# Antelope Island Fire



## gdog (Sep 13, 2007)

Could be bad year to hold the AI deer tag....

"ANTELOPE ISLAND - A large wildfire on Antelope Island exploded overnight, burning an estimated 7,000 acres."

http://www.ksl.com/?sid=40773582&nid=148&title=west-antelope-fire-grows-to-7000-acres


----------



## Fowlmouth (Oct 4, 2008)

Watched it burn last night from my home in Tooele.


----------



## #1DEER 1-I (Sep 10, 2007)

And I thought only federal land burned up?


----------



## HighNDry (Dec 26, 2007)

Up to 8000K now. I wonder if the state will ask for federal money to help fight it, and then federal money to replant it, and then federal money to cover all the costs. It's either that or up the fee to enter by $5.00 next year to compensate.


----------



## #1DEER 1-I (Sep 10, 2007)

HighNDry said:


> Up to 8000K now. I wonder if the state will ask for federal money to help fight it, and then federal money to replant it, and then federal money to cover all the costs. It's either that or up the fee to enter by $5.00 next year to compensate.


That, or sale it to someone to make it there own private peace of heaven. Almost 14,000 acres burned on an island that small? It must have been mismanaged, overgrown, and just a worthless wasteland...... At least that's the rhetoric we'd be told by state legislators if it was federal land.


----------



## sawsman (Sep 13, 2007)

Should be some good vegetation in the next couple of years.

.


----------



## LostLouisianian (Oct 11, 2010)

I think it would be a great year to hold the tag. The bucks will only be on half the island since the other half burned up and isn't going to have anything there to hold them


----------



## Finnegan (Sep 7, 2007)

I don't know much about AI, but it'll be interesting to see what develops in the aftermath.
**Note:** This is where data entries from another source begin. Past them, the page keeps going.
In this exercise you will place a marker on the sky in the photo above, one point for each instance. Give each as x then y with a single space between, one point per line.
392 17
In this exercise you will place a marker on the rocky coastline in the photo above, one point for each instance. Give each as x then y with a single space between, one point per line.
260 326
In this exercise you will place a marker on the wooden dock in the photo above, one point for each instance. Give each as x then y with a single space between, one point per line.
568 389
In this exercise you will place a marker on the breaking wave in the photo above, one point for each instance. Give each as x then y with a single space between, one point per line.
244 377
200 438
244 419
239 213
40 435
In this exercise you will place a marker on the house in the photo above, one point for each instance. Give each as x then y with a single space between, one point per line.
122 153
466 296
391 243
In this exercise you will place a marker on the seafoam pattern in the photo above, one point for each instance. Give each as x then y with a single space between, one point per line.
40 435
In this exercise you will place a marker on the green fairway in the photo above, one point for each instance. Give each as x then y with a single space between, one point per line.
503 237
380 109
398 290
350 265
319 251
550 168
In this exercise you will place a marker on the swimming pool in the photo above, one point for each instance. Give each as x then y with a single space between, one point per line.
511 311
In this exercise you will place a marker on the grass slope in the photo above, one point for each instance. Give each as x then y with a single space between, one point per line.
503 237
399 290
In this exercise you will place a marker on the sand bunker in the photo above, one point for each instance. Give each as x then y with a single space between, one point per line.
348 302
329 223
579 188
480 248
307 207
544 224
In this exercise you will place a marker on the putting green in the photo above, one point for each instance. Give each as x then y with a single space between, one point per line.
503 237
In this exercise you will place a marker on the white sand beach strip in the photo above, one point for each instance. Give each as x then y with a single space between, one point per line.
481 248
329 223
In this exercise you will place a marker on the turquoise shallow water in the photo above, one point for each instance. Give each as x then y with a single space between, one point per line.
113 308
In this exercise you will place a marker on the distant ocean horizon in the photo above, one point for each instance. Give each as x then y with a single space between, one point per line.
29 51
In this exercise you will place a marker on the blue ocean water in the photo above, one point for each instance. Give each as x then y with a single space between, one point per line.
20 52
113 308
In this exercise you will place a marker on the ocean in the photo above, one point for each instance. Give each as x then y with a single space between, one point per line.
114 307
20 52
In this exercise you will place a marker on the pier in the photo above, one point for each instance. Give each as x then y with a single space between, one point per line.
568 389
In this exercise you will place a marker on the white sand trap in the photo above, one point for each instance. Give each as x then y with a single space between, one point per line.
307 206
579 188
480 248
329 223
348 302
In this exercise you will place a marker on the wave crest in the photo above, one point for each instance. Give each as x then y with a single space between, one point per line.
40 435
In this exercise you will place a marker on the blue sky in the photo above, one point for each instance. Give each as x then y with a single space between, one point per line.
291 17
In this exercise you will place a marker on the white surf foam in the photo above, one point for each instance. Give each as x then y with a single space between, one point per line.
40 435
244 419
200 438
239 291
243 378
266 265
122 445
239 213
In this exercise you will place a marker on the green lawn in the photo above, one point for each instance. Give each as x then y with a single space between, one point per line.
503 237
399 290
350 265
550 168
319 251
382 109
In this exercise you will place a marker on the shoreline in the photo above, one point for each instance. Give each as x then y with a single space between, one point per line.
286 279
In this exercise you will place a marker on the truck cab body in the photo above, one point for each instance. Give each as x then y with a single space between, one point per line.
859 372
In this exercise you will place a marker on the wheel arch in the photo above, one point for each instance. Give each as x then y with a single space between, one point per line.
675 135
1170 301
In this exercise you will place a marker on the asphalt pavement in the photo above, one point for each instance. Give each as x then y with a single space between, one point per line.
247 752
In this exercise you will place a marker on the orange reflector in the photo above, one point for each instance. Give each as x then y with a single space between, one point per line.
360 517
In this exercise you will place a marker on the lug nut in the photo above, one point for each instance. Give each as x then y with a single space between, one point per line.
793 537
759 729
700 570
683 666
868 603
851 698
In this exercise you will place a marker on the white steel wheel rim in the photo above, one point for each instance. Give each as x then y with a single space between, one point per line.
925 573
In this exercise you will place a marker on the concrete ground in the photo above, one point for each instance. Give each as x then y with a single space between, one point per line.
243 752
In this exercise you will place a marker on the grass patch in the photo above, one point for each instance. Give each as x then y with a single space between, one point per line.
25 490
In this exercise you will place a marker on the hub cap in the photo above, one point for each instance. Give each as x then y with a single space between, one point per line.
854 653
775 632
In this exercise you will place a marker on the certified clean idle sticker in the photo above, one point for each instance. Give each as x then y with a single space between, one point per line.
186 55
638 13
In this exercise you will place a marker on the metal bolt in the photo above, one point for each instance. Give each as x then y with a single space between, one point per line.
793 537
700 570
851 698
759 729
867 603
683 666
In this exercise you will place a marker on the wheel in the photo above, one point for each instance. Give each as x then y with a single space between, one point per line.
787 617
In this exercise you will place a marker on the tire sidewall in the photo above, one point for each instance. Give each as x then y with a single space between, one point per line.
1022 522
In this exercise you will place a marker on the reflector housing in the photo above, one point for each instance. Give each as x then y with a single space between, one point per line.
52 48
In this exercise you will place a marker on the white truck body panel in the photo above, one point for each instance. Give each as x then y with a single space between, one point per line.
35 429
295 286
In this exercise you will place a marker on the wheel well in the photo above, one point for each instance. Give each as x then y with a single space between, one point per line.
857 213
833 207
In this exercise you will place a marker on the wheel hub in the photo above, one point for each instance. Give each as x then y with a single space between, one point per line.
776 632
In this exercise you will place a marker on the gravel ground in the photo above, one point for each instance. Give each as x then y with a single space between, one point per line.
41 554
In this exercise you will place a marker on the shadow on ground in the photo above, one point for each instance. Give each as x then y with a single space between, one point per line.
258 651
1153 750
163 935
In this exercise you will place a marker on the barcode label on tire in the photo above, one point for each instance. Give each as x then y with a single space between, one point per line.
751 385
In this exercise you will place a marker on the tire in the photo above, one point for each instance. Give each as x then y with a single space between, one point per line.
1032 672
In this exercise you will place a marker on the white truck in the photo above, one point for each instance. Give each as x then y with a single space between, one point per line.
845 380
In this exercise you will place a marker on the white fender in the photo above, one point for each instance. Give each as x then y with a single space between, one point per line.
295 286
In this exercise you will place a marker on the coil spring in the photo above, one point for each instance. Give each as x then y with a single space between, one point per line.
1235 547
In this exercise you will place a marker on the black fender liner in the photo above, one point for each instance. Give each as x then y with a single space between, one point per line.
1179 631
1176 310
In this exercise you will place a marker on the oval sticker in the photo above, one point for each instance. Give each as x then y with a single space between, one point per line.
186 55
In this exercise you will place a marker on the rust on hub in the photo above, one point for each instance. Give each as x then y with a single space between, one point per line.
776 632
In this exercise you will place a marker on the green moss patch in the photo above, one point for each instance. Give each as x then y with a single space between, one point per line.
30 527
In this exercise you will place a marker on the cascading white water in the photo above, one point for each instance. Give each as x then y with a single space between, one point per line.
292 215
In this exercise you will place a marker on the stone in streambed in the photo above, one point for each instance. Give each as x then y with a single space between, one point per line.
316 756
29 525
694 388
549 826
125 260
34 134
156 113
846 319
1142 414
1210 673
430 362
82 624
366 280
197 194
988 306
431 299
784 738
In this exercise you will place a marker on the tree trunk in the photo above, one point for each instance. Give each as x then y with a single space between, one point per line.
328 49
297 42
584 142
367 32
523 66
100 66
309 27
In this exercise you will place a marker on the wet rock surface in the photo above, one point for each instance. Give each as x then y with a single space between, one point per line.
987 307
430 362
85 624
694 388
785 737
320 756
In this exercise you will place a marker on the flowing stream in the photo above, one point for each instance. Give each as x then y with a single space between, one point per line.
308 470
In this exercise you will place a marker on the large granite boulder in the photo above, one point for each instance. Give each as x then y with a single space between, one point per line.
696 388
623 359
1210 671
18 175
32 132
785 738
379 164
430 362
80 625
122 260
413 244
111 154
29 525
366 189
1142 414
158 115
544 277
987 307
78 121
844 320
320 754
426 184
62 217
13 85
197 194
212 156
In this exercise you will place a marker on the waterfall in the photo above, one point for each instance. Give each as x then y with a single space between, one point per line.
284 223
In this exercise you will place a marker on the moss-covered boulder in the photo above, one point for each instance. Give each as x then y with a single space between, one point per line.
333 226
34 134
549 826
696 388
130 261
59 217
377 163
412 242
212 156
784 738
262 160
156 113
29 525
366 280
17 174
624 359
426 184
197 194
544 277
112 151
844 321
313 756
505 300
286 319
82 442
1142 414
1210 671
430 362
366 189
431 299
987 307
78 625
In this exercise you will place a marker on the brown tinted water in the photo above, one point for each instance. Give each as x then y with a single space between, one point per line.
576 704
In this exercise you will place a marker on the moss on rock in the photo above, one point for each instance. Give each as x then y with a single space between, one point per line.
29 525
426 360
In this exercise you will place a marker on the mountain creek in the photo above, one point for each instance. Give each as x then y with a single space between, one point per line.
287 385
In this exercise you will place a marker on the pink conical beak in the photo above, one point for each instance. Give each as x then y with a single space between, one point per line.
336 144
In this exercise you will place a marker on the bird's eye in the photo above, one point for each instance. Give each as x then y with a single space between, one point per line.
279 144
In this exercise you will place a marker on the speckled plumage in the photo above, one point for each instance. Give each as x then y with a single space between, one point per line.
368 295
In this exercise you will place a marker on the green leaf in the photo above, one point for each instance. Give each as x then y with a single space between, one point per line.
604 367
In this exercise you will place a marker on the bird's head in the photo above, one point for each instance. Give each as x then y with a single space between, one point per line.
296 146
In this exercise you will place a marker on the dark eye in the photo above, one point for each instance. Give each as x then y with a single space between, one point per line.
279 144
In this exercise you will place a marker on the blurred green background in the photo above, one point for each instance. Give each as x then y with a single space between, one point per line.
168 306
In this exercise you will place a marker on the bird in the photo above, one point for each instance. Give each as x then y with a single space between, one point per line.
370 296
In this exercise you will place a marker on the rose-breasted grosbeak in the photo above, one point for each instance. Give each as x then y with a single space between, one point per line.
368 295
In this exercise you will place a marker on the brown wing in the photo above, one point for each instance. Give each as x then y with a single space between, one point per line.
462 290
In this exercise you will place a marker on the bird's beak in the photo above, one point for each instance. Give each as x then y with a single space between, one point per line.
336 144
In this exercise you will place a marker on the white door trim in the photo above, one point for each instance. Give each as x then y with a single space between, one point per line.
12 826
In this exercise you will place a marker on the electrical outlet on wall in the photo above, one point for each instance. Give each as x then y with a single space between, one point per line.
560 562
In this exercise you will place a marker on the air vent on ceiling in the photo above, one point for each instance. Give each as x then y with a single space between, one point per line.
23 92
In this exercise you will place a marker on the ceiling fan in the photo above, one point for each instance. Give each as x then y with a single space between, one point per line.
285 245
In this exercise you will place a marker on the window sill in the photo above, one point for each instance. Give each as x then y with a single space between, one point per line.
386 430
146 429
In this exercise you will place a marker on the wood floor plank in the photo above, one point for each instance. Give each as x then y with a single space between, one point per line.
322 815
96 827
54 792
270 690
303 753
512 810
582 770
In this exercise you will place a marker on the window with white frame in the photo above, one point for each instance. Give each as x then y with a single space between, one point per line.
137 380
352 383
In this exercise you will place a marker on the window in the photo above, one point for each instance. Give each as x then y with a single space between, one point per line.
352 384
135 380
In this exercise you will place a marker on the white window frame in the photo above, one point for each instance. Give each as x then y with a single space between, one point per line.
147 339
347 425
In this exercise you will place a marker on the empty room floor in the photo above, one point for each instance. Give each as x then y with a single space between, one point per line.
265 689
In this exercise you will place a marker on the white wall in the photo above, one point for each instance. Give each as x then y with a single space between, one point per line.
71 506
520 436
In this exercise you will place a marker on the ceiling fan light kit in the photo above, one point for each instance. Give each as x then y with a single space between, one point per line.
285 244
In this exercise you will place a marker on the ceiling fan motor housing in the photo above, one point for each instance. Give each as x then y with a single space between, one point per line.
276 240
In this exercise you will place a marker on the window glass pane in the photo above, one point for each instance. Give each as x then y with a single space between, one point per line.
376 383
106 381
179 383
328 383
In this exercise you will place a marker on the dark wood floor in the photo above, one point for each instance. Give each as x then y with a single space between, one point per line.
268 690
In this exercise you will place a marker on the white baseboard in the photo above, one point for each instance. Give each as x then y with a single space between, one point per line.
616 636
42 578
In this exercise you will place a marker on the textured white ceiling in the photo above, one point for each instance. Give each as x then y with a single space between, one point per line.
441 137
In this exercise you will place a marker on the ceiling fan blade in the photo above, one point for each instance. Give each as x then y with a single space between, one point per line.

Since mobility is restricted, can wildlife cope with the loss of so much forage? Will a bunch of animals need to be transplanted elsewhere? Or will some sort of supplemental feeding be required until next spring?

When spring comes, can habitat mitigation be funded and implemented to prevent the cheatgrass that's sure to come? Or will the state change the name to Chukar Island?


----------



## Critter (Mar 20, 2010)

The grasses and foliage will be coming back as soon as there are some rains, and some even sooner


----------